Pemkab Sumedang Belajar Pertanian Organik ke Desa Kukuh
TABANAN,NusaBali - Pemkab Sumedang, Jawa Barat, belajar pertanian organik ke Subak Jaka, Desa Kukuh, Kecamatan Marga, Tabanan, Selasa (23/7). Rombongan Pemkab ini dipimpin Kabag Kerja Sama Setda Sumedang Dr Asep Dadang Darmawan SPd MPd.
Turut mendampingi Kepala Desa Cikurubuk Muhamad Fadar Junawar, akademisi Universitas Widyatama, gabungan kelompok tani (gapoktan), dan sejumlah pejabat Pemkab Sumedang. Rombongan ke Desa Kukuh diantar Kadis Pertanian Tabanan, Made Subagia.
Ketua Gapoktan Yoyo Rahya mengatakan, Desa Cikurubuk menerapkan pertanian organik di lahan seluas 30 hektare. Pertanian organik di Desa Cikurubuk mendapatkan pendampingan dari Universitas Widyatama. Dia menanyakan standar pemupukan yang tepat untuk pertanian organik dan cara pengendalian hama. “Dengan pertanian organik, anakan padi tidak banyak. Bagaimana dengan di Subak Jaka?” tanya Yoyo Rahya. Sementara Kades Muhamad Fadar Junawar menanyakan pemasaran padi maupun beras organik.
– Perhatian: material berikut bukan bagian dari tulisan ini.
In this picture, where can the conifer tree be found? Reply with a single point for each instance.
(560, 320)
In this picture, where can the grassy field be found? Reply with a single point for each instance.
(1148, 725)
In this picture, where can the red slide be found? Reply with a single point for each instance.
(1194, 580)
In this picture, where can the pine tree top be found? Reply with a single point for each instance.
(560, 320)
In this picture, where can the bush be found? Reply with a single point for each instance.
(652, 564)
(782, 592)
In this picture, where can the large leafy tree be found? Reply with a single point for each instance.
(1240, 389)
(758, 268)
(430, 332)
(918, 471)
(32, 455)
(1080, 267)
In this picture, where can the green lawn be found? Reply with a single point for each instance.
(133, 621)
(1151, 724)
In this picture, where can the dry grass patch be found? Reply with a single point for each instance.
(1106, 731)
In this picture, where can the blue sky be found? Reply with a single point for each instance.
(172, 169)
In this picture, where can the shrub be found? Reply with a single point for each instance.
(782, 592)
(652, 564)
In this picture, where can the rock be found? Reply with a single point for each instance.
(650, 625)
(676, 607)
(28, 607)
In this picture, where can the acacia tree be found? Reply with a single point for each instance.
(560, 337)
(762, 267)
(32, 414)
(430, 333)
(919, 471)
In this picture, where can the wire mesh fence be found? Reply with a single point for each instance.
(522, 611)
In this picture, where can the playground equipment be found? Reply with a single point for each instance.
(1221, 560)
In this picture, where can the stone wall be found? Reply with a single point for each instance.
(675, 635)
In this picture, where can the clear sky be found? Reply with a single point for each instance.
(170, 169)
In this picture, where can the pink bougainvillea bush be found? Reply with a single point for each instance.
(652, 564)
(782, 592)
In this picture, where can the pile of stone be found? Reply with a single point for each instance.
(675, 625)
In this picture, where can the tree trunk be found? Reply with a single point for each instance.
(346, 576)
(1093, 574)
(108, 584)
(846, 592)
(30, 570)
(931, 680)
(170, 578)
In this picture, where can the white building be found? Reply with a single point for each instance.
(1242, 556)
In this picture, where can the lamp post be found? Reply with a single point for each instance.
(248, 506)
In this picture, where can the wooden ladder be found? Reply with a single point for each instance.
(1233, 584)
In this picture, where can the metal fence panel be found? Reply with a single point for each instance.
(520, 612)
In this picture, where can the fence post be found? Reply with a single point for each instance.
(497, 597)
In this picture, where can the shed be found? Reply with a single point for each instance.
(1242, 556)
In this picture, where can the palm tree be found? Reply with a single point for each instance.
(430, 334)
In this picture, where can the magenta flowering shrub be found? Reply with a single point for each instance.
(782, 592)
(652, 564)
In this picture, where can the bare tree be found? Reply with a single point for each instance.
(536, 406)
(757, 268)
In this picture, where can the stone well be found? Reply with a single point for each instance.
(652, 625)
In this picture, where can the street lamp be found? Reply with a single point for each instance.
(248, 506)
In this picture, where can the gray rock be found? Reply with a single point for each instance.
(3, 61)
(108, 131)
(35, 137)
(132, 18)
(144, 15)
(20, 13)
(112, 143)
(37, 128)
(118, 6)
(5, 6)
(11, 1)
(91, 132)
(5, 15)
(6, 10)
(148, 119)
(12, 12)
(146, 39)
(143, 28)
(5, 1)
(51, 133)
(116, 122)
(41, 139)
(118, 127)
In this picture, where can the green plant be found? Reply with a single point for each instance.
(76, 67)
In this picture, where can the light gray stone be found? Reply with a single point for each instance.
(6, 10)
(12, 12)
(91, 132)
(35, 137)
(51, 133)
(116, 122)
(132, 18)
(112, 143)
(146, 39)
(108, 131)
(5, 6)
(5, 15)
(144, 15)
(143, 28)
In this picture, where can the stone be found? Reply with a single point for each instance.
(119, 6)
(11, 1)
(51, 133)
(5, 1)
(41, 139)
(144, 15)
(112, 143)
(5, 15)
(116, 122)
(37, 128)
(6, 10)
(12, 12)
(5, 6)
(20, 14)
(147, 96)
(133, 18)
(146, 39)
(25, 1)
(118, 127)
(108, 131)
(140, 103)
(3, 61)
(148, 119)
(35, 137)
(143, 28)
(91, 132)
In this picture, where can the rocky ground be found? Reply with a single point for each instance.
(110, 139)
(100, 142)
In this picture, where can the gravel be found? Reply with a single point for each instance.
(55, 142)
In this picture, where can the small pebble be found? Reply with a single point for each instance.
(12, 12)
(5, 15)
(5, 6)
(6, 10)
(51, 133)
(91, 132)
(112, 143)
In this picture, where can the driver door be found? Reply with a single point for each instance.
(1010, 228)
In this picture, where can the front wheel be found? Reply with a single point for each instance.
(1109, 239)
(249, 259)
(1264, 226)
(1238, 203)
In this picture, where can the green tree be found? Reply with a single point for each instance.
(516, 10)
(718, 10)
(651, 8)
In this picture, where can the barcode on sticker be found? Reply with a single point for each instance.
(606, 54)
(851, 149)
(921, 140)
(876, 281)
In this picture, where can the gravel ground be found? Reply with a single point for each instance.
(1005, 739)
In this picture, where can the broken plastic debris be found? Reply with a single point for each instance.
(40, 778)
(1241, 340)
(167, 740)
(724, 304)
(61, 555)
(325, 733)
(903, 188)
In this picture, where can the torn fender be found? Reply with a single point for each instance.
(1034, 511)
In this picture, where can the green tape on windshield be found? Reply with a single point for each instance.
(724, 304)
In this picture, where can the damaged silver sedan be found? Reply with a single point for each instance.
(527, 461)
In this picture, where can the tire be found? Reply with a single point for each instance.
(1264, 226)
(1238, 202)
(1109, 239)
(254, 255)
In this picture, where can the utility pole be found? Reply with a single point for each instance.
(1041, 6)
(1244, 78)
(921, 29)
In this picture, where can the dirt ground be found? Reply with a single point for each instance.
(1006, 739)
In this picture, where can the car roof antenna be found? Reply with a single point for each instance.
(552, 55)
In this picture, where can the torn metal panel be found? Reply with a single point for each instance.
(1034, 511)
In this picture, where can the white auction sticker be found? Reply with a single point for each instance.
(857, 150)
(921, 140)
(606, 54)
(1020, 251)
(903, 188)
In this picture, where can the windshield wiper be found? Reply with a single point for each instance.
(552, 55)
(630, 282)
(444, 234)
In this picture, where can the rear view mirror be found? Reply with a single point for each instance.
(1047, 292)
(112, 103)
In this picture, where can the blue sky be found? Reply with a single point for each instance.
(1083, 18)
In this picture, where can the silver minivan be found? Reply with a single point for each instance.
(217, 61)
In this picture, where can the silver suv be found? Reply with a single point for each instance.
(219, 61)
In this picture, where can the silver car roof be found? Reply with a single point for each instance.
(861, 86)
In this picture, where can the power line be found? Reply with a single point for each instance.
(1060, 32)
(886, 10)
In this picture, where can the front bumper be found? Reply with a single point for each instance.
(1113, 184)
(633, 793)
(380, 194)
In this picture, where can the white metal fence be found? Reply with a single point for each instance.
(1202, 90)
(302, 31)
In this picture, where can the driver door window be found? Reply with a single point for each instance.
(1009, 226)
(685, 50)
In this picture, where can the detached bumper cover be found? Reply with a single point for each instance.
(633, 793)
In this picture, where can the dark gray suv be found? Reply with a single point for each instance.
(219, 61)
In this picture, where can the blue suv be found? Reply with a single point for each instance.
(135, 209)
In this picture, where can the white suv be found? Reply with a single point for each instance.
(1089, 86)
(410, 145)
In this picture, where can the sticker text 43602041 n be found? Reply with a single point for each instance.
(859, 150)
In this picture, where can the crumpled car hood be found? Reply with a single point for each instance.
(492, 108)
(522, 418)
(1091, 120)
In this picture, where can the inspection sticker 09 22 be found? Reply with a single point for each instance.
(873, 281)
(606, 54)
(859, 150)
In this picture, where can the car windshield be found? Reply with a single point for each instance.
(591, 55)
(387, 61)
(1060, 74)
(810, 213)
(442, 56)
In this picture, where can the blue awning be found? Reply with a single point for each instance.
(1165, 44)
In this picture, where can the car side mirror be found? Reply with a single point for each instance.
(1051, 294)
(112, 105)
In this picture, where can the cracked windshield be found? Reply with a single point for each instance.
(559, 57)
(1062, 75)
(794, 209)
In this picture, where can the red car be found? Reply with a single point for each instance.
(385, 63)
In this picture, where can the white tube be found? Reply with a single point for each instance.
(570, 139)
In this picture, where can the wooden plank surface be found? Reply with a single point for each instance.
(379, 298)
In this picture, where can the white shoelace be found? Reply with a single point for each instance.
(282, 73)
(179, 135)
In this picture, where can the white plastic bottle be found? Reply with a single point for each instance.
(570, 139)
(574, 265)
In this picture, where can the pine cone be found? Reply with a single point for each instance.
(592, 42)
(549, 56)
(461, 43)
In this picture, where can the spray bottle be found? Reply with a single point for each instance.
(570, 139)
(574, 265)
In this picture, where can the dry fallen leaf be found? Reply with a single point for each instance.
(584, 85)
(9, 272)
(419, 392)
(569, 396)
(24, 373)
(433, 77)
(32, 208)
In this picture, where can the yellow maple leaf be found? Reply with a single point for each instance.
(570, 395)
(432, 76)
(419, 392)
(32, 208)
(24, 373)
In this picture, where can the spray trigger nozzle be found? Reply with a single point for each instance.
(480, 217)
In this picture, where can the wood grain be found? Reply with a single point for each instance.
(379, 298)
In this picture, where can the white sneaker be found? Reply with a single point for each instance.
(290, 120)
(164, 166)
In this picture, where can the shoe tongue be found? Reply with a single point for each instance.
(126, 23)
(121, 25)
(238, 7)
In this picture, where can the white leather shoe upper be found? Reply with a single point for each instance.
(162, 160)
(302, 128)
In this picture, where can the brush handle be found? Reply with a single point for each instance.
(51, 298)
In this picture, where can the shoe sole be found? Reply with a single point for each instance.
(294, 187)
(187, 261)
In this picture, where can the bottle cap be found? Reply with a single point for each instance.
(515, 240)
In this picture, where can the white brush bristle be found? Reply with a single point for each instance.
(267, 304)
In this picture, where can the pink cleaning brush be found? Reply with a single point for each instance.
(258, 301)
Pekaseh Subak Jaka, Ir I Wayan Yusa mengatakan memulai pertanian ramah lingkungan sejak tahun 2016. Pertanian ramah lingkungan yakni menerapkan pola-pola organik. Berkat konsisten menerapkan pertanian ramah lingkungan selama tiga tahun tanpa putus akhirnya berhak mengajukan sertifikat organik. Pada tahun 2019, Subak Jaka mendapatkan sertifikat organik dari Lessos untuk lahan seluas 10 hektare. Pemupukan dengan membuat sendiri, baik pupuk padat maupun pupuk cair. Petani diajarkan membuat pupuk oleh Dinas Pertanian dan Ketahanan Pangan Provinsi Bali. Ada pun bahan baku pupuk padat yakni kotoran sapi, cocopeat, sekam, dan arang. Pupuk cair dengan urine sapi, daun lamtoro, buah maja, kedelai, dan buah labu.
Namun, saat ini tidak lagi memproduksi pupuk karena gencarnya bantuan pupuk organik bersubsidi dari Pemprov Bali. Penggunaan pupuk sebanyak 25 Kg untuk lahan 1 are (100 meter persegi). Pengendalian hama dilakukan 7 hari sekali. Rata-rata hasil panen 6 ton per hektare. Tidak banyak dibandingkan hasil panen padi konvensional. Namun harga beli gabah pertanian organik lebih tinggi yakni Rp. 8.500/Kg. Menurut Jro Mangku Yusa – nama panggilan I Wayan Yusa – anakan padi organik memang sedikit. Justru anakan sedikit tumbuh menjadikan tanaman lebih subur karena banyak menyerap makanan. Menetralisir air agar tak tercemar bahan kimia dari aliran air di sawah, petani menempatkan enceng gondok di hulu saluran air.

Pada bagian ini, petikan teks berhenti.